Vhub Systems

Posted on Apr 3

User Agent Rotation for Web Scraping: What Works, What Doesn't, and What You Actually Need

#webscraping #python #tutorial #javascript

User-agent rotation is one of the most commonly misunderstood anti-detection techniques. It helps — but it's not magic. Here's what actually works and why.

What is a user agent?

The user agent string is a header sent with every HTTP request that identifies the client software:

Mozilla/5.0 (Windows NT 10.0; Win64; x64) AppleWebKit/537.36 (KHTML, like Gecko) Chrome/122.0.0.0 Safari/537.36

This tells the server:

OS: Windows 10, 64-bit
Browser engine: WebKit/Blink
Browser: Chrome 122

Websites use this to:

Serve device-appropriate content (mobile vs desktop)
Detect bots (unusual or outdated user agents)
Identify scraper frameworks (Python's requests sends python-requests/2.28.0 by default)

The basics: always set a real user agent

import requests

# BAD - sends "python-requests/2.28.0" — immediately flagged
response = requests.get('https://example.com')

# GOOD - looks like a real browser
headers = {
    'User-Agent': 'Mozilla/5.0 (Windows NT 10.0; Win64; x64) AppleWebKit/537.36 (KHTML, like Gecko) Chrome/122.0.0.0 Safari/537.36'
}
response = requests.get('https://example.com', headers=headers)

Simple rotation pool

import requests
import random

USER_AGENTS = [
    # Chrome on Windows (most common)
    'Mozilla/5.0 (Windows NT 10.0; Win64; x64) AppleWebKit/537.36 (KHTML, like Gecko) Chrome/122.0.0.0 Safari/537.36',
    'Mozilla/5.0 (Windows NT 10.0; Win64; x64) AppleWebKit/537.36 (KHTML, like Gecko) Chrome/121.0.0.0 Safari/537.36',
    # Chrome on Mac
    'Mozilla/5.0 (Macintosh; Intel Mac OS X 10_15_7) AppleWebKit/537.36 (KHTML, like Gecko) Chrome/122.0.0.0 Safari/537.36',
    # Firefox on Windows
    'Mozilla/5.0 (Windows NT 10.0; Win64; x64; rv:124.0) Gecko/20100101 Firefox/124.0',
    # Safari on Mac
    'Mozilla/5.0 (Macintosh; Intel Mac OS X 14_3_1) AppleWebKit/605.1.15 (KHTML, like Gecko) Version/17.3.1 Safari/605.1.15',
    # Edge on Windows
    'Mozilla/5.0 (Windows NT 10.0; Win64; x64) AppleWebKit/537.36 (KHTML, like Gecko) Chrome/122.0.0.0 Safari/537.36 Edg/122.0.0.0',
]

def get_random_ua() -> str:
    return random.choice(USER_AGENTS)

def make_request(url: str) -> requests.Response:
    headers = {'User-Agent': get_random_ua()}
    return requests.get(url, headers=headers, timeout=15)

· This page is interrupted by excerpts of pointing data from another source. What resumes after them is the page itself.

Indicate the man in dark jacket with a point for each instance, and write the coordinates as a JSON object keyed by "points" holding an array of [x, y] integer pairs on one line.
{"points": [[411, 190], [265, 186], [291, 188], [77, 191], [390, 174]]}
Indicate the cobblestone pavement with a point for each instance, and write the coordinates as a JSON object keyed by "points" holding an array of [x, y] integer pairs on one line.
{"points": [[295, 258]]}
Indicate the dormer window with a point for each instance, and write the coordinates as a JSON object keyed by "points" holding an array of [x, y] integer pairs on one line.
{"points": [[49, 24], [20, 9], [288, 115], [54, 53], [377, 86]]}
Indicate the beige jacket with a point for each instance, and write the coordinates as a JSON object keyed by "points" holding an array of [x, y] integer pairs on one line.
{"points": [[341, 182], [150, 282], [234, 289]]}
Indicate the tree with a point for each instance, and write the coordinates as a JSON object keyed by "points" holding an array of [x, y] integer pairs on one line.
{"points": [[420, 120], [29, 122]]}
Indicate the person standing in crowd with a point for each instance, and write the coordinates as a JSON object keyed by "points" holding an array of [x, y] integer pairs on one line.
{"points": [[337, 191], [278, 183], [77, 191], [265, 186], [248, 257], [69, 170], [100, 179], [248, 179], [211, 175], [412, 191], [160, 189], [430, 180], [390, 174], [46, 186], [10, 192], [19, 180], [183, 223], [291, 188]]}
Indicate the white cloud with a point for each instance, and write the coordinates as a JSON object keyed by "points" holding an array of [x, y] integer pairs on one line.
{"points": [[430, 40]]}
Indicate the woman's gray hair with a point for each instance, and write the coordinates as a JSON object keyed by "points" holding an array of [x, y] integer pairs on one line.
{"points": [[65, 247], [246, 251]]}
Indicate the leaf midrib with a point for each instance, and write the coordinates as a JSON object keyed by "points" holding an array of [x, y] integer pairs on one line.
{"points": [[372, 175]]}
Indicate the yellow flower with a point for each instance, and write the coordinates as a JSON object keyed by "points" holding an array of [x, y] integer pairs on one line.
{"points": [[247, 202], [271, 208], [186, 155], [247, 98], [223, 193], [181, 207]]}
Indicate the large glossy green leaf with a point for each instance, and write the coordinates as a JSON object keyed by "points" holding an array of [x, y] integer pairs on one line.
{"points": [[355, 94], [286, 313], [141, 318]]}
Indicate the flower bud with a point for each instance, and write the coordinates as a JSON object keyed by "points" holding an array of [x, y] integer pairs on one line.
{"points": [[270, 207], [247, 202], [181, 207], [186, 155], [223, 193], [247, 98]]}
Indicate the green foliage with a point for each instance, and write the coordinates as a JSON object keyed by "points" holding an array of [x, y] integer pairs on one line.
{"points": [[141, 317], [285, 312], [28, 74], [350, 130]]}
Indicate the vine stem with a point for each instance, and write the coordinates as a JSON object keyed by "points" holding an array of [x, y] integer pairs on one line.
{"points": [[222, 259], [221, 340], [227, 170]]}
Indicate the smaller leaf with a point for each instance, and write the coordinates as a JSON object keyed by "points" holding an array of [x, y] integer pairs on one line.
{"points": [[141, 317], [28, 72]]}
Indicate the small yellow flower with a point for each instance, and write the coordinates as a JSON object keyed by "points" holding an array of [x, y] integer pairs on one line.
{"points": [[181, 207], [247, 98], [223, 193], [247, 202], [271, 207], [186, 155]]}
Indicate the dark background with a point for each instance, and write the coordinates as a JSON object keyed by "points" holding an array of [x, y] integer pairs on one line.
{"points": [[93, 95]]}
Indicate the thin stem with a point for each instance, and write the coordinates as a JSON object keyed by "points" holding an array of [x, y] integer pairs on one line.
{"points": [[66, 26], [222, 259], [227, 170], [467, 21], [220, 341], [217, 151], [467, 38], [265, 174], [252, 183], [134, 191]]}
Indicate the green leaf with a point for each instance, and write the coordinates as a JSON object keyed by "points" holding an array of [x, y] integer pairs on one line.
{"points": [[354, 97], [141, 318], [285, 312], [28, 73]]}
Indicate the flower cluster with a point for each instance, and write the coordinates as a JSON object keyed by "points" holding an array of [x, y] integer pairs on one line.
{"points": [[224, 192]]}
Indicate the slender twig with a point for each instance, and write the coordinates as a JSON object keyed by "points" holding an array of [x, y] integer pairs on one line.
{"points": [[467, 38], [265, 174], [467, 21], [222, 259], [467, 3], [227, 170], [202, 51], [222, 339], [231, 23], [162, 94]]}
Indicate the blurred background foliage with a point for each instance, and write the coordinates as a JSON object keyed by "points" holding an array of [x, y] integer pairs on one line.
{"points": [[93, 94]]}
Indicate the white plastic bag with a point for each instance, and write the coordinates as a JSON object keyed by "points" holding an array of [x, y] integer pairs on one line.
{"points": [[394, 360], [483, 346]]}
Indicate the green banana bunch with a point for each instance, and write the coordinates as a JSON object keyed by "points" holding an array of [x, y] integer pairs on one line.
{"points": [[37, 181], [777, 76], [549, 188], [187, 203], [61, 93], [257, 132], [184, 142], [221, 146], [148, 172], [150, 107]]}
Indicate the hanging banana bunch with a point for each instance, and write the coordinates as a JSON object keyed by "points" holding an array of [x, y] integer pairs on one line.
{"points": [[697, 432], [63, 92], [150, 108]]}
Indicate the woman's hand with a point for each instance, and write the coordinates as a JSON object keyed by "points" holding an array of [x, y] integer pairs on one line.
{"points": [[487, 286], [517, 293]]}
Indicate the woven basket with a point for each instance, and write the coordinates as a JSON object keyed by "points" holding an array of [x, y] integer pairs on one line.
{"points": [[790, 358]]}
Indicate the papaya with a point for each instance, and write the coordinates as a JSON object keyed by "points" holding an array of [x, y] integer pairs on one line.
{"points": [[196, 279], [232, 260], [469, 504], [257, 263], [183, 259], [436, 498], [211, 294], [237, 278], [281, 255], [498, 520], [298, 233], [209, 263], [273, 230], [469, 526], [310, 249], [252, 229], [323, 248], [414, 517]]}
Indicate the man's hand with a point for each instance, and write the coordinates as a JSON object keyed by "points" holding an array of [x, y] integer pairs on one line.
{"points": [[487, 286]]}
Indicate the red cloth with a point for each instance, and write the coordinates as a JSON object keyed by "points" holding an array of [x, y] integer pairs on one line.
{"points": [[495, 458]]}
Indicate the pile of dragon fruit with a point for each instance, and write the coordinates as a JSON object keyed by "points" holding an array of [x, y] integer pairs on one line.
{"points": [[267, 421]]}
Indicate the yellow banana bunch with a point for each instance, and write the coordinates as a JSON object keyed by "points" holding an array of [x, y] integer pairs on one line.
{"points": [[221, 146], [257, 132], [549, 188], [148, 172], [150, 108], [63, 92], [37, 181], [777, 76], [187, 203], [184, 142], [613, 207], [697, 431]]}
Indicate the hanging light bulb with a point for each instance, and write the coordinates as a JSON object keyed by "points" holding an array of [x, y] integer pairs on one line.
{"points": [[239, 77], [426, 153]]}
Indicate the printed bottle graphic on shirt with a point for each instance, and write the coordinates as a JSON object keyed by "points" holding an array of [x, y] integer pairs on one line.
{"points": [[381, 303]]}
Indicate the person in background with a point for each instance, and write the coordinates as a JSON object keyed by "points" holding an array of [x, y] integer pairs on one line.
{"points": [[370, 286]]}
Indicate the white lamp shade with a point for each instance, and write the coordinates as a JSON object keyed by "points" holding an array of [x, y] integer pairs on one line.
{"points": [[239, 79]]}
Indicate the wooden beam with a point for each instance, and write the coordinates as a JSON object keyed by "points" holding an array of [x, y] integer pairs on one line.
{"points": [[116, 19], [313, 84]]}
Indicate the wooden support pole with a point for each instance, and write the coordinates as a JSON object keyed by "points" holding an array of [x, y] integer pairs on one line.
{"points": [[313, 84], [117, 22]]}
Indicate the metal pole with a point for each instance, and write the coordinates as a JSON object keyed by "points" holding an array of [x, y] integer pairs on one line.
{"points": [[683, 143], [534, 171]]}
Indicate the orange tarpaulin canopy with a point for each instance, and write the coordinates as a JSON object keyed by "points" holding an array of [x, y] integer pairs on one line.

Using fake-useragent library

from fake_useragent import UserAgent

ua = UserAgent()

def make_request(url: str) -> requests.Response:
    headers = {'User-Agent': ua.random}
    return requests.get(url, headers=headers, timeout=15)

# Specific browser types
chrome_ua = ua.chrome
firefox_ua = ua.firefox
mobile_ua = ua.random  # Sometimes returns mobile

print(ua.chrome)
# Mozilla/5.0 (Windows NT 10.0; Win64; x64) AppleWebKit/537.36 Chrome/120.0.0.0

Install: pip install fake-useragent

Stateful rotation: consistent sessions

Some sites track user agent consistency across requests. Using a different UA on every request looks suspicious. Maintain UA per session:

import requests
import random

USER_AGENTS = [...]

class ScrapingSession:
    def __init__(self):
        self.session = requests.Session()
        # Pick one UA for this session's lifetime
        self.user_agent = random.choice(USER_AGENTS)
        self.session.headers.update({'User-Agent': self.user_agent})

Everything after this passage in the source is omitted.